Rajapaksa mengajukan permintaan tersebut dalam pertemuan dengan Menteri Luar Negeri China Wang Yi di Kolombo pada hari Minggu.
Sri Lanka telah diuntungkan dari miliaran dolar pinjaman lunak dari China tetapi negara kepulauan itu saat ini berada di tengah krisis valuta asing yang menempatkannya di ambang default, menurut para analis.
Baca Juga: Jakarta Catat Meluasnya Penularan Omicron, Covid-19 Aktif Hampir Tembus 2.000 Kasus
"Presiden menyatakan akan sangat melegakan negara jika perhatian dapat diberikan pada restrukturisasi pembayaran utang sebagai solusi atas krisis ekonomi yang muncul dalam menghadapi pandemi COVID-19," kata kantor Rajapaksa di pernyataan.
China adalah pemberi pinjaman terbesar keempat Sri Lanka, setelah pasar keuangan internasional, Asian Development Bank (ADB) dan Jepang.
Selama dekade terakhir, China telah meminjamkan Sri Lanka lebih dari $5 miliar untuk jalan raya, pelabuhan, bandara, dan pembangkit listrik tenaga batu bara.
Tetapi para kritikus menuduh dana itu digunakan untuk proyek gajah putih dengan pengembalian rendah, yang dibantah China.
Rajapaksa juga meminta China untuk memberikan "persyaratan konsesi" untuk ekspornya ke Sri Lanka, yang berjumlah sekitar $3,5 miliar pada tahun 2020, kata pernyataan itu, tetapi tidak memberikan rincian lebih lanjut.
Rajapaksa juga mengusulkan untuk mengizinkan turis Tiongkok kembali ke Sri Lanka asalkan mereka mematuhi pembatasan ketat COVID, termasuk hanya menginap di hotel yang telah disetujui sebelumnya dan hanya mengunjungi tempat wisata tertentu.
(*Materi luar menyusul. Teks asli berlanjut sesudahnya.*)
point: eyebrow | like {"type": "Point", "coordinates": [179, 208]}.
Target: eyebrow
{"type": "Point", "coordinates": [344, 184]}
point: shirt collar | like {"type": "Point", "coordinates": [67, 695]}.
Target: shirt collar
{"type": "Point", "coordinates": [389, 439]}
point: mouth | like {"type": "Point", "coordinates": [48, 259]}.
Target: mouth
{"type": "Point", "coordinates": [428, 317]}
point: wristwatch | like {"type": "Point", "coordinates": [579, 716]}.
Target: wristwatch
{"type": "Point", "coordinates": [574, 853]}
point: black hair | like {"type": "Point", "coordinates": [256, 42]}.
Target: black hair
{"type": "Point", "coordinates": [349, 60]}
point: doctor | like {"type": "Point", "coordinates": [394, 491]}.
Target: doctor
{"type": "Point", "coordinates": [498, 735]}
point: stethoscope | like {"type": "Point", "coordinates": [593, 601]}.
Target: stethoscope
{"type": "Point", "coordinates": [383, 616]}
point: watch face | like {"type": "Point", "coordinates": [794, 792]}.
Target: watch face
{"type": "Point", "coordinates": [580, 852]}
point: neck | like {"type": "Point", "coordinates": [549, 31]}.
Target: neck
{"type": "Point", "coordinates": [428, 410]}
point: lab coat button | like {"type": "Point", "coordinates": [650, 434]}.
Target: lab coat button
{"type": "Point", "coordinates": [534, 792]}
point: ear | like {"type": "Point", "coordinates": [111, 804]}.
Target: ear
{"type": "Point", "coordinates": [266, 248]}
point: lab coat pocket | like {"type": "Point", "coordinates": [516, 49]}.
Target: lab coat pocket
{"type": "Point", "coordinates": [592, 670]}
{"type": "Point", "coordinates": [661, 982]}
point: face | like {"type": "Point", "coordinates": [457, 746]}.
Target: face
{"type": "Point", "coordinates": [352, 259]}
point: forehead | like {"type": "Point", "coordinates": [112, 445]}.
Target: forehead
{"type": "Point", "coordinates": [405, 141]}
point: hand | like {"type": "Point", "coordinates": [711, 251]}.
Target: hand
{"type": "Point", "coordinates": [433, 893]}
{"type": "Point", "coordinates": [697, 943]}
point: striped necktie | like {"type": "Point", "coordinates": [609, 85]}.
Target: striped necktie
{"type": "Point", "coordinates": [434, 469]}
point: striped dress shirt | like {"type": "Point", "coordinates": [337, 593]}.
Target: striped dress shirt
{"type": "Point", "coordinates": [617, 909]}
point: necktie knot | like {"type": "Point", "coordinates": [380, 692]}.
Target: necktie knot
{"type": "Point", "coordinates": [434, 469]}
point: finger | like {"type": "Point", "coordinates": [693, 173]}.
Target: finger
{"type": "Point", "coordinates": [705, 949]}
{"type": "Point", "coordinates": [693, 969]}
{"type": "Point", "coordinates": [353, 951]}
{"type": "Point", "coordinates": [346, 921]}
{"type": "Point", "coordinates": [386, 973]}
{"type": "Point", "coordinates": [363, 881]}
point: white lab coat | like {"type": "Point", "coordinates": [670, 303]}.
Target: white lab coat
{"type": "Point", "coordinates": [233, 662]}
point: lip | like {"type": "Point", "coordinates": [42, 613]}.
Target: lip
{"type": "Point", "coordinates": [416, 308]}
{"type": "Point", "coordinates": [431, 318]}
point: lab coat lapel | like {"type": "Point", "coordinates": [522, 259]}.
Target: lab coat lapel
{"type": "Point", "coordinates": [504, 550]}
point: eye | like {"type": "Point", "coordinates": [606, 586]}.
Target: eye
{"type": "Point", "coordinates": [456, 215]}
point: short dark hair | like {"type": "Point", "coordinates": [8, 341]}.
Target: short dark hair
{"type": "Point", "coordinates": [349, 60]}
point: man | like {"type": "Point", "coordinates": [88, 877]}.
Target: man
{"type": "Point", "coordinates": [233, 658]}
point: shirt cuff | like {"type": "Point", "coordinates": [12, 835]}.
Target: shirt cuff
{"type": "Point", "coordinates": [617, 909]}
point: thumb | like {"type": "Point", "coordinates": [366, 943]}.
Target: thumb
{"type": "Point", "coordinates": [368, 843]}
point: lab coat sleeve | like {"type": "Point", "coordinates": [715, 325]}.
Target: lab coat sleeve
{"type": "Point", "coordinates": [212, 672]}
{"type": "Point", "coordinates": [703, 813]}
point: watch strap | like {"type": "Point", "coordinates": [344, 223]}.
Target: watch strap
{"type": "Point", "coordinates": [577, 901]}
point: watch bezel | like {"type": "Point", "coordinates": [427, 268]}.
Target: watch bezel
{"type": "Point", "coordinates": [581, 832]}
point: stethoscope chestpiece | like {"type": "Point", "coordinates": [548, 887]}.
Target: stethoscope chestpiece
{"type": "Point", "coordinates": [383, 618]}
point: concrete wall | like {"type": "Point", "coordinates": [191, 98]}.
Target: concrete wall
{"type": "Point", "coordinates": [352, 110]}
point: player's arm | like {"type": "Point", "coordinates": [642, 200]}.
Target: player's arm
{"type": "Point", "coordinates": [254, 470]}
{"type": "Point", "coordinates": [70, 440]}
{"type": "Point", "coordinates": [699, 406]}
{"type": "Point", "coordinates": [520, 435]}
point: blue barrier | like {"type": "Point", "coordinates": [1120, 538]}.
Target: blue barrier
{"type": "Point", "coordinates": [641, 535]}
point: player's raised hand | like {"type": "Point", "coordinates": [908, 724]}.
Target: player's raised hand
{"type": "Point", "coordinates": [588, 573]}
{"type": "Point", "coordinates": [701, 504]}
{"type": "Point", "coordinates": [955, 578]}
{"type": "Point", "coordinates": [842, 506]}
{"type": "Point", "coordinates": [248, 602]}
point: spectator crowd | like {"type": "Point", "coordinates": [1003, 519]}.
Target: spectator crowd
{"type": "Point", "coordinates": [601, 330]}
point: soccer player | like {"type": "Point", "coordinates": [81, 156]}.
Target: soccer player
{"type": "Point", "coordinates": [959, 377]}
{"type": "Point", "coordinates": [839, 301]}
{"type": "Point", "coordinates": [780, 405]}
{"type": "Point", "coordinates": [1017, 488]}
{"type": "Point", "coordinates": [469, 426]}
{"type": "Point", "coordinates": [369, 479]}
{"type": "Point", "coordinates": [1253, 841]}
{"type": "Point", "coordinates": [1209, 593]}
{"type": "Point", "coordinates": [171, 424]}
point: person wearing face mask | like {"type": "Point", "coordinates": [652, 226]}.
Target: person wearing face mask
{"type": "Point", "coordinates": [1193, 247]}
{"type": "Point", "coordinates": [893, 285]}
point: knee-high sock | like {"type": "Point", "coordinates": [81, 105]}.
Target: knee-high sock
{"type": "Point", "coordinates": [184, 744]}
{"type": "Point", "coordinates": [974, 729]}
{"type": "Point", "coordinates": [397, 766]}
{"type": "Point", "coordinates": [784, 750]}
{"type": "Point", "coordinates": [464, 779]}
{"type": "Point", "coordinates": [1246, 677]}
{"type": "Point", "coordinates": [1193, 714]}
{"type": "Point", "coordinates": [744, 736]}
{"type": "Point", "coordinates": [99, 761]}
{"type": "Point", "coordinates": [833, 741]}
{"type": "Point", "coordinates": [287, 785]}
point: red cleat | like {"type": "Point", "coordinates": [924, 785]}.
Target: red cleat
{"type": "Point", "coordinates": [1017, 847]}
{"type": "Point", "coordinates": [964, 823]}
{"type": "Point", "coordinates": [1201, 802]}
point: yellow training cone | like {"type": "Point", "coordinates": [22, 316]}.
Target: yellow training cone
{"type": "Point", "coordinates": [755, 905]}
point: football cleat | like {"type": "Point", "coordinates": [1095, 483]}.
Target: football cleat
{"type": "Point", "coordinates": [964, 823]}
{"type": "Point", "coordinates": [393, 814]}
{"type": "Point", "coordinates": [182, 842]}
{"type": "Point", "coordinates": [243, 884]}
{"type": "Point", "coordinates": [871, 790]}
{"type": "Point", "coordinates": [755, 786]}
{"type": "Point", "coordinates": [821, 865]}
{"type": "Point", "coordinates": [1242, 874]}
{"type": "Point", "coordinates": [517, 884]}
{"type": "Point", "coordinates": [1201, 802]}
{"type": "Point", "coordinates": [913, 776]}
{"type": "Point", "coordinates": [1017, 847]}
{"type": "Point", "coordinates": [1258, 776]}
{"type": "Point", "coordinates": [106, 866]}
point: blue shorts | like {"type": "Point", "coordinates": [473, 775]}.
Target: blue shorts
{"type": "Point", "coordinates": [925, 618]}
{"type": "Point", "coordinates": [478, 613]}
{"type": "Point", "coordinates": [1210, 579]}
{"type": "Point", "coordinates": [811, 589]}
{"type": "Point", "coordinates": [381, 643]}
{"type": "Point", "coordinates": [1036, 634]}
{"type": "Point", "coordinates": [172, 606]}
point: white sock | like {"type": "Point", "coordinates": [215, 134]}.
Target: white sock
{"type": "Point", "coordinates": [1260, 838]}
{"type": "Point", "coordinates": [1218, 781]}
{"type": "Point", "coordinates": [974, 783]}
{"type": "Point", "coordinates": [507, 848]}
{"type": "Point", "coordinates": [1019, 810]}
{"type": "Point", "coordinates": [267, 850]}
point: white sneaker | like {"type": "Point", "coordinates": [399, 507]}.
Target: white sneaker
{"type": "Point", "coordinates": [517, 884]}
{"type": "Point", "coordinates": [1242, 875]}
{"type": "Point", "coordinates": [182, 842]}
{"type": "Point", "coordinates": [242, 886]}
Sebelum pandemi, China adalah sumber utama turis Sri Lanka dan pulau itu mengimpor lebih banyak barang dari China daripada dari negara lain mana pun.
Sri Lanka harus membayar utang sekitar $4,5 miliar tahun ini yang dimulai dengan International Sovereign Bond (ISB) senilai $500 juta yang jatuh tempo pada 18 Januari.
Pembayaran utang ke China pada tahun 2022 kemungkinan akan lebih kecil dari komitmen ISB sebesar $1,54 miliar, sekitar $400 juta-$500 juta, kata sumber kementerian keuangan Sri Lanka kepada Reuters.
Bank sentral Sri Lanka telah berulang kali meyakinkan semua pembayaran utang akan dipenuhi dan mengatakan dana untuk ISB Januari telah dialokasikan.